If this in turn failed, he said, then a third option was to try get a United Nations Security Council resolution on the matter.
"We will not jump over the first option to go to the second option, or jump over the second option to go to the third ... We will exhaust every effort with the first option," he said.
"We are now focusing on the first option," he added. "But this does not mean we should not prepare ourselves for all the options."
Direct peace talks between Israel and the Palestinians resumed at the beginning of September, but fell into limbo at the end of that month, when Israel did not renew a partial 10-month freeze on construction at its West Bank settlements.
Abbas has said there will be no further negotiations until and unless Israel renews the construction freeze.
According to Israel Radio, citing unnamed "sources," Gheit and Suleiman met with Abbas to convince him to renew the talks in exchange for a partial construction freeze that will not apply to the so-called "settlement blocs" - groups of settlements close to the Israel-West Bank border which Israel hopes to keep as part of any future peace deal.
The proposal, the radio said, is part of a US initiative whereby, in exchange for renewed talks, President Obama would pressure Israel to reach an agreement with the Palestinians within one year.

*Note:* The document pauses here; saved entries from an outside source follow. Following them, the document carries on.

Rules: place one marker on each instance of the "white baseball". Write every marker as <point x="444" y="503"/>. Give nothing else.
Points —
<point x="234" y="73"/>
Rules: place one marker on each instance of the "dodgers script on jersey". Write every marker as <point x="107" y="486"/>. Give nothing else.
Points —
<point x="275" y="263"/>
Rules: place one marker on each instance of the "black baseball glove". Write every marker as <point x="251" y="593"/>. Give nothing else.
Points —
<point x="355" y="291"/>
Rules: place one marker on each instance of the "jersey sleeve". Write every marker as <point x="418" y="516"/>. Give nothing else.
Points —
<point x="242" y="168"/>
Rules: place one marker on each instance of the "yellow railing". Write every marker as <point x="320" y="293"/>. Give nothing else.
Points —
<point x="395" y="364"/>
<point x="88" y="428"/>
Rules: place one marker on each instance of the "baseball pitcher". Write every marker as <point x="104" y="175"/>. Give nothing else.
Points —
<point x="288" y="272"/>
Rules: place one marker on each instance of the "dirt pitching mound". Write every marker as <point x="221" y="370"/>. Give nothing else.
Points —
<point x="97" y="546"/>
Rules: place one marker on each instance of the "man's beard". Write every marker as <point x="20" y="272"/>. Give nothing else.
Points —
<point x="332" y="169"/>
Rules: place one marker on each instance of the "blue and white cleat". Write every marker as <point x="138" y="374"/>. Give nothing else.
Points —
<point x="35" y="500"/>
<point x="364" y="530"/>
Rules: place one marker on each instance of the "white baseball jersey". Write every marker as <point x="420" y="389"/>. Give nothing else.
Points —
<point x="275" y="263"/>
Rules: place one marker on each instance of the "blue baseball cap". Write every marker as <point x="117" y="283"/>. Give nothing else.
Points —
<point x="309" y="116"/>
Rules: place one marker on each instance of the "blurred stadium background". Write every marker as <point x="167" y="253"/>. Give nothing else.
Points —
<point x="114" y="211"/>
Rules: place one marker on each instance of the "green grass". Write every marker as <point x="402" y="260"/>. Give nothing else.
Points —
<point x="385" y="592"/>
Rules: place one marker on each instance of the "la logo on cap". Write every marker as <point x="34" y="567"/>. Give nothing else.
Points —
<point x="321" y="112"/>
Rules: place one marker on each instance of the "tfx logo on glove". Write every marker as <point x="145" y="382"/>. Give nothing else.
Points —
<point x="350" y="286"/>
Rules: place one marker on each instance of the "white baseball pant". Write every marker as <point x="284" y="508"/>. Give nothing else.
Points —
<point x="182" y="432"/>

Abbas told the news conference that he and Gheit discussed the current situation, particularly efforts to force Israel to stop settlement construction in the West Bank, as well as the options in case the talks do not resume.
He said a return to direct negotiations with Israel required Israel to halt all settlement activities "so that we can feel assured that it (Israel) wants to reach a solution to issues such as borders, security, Jerusalem, refugees and other issues."
Abbas strongly criticized Israeli issuing of tenders for new housing units in the settlements, which he said is "unacceptable."
He said Israeli Prime Minister Benjamin Netanyahu has warned the Palestinians against taking unilateral steps, such as going to the Security Council to get recognition of the 1967 lines as the borders of the Palestinian state.
"This is something we said we will do months from now," said Abbas. "But Israel, and for decades, is taking unilateral actions and the most obvious are the settlement activities, the incursions, the checkpoints and others."
Gheit said Egypt backed the Palestinian demands for a halt to settlement activities.
"We condemn settlements and we condemn settlers' behaviour," he said. "We are against them and we support your efforts to defend Palestinian rights," he said, to Abbas.
He said he discussed with Abbas what to do if the negotiations fail, particularly how to work with the US and the Arab League on the Palestinian options.
He said Egypt had held talks with Israeli and US officials for the purpose of getting Israel to stop settlement activities "but we could not yet get the necessary breakthrough."
Gheit supported Abbas' step-by-step plan if the talks fail saying "we have no choice other than to keep all our options open," but that "we should not jump over the options to achieve our goals."
The Egyptian officials left Ramallah to Amman for talks with Jordanian officials.